Size-controlled TiO2 nanoparticles on porous hosts for enhanced photocatalytic hydrogen production

Nanocystalline TiO2 particles were successfully synthesized on porous hosts (SBA-15 and ZSM-15) via a sol-gel impregnation method. Resulting nanocomposites were characterized by XRD, TEM, BET surface analysis, Raman and UV-vis diffuse reflectance spectroscopy, and their photocatalytic activity for H2 production evaluated. XRD evidences the formation of anatase nanoparticles over both ZSM-5 and SBA-15 porous supports, with TEM highlighting a strong particle size dependence on titania precursor concentration. Photocatalytic activities of TiO2/ZSM-5 and TiO2/SBA-15 composites were significantly enhanced compared to pure TiO2, owing to the smaller TiO2 particle size and higher surface area of the former.

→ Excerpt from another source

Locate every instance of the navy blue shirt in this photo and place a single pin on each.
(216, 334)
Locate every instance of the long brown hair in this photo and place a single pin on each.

TiO2 loadings over the porous supports and concomitant photocatalytic hydrogen production were optimized with respect to light absorption, available surface reaction sites and particle size. 10%TiO2/ZSM-5 and 20%TiO2/SBA-15 proved the most active photocatalysts, exhibiting extraordinary hydrogen evolution rates of 10,000 and 8800μmolgTiO2 -1 h-1 under full arc, associated with high external quantum efficiencies of 12.6% and 5.4% respectively under 365nm irradiation.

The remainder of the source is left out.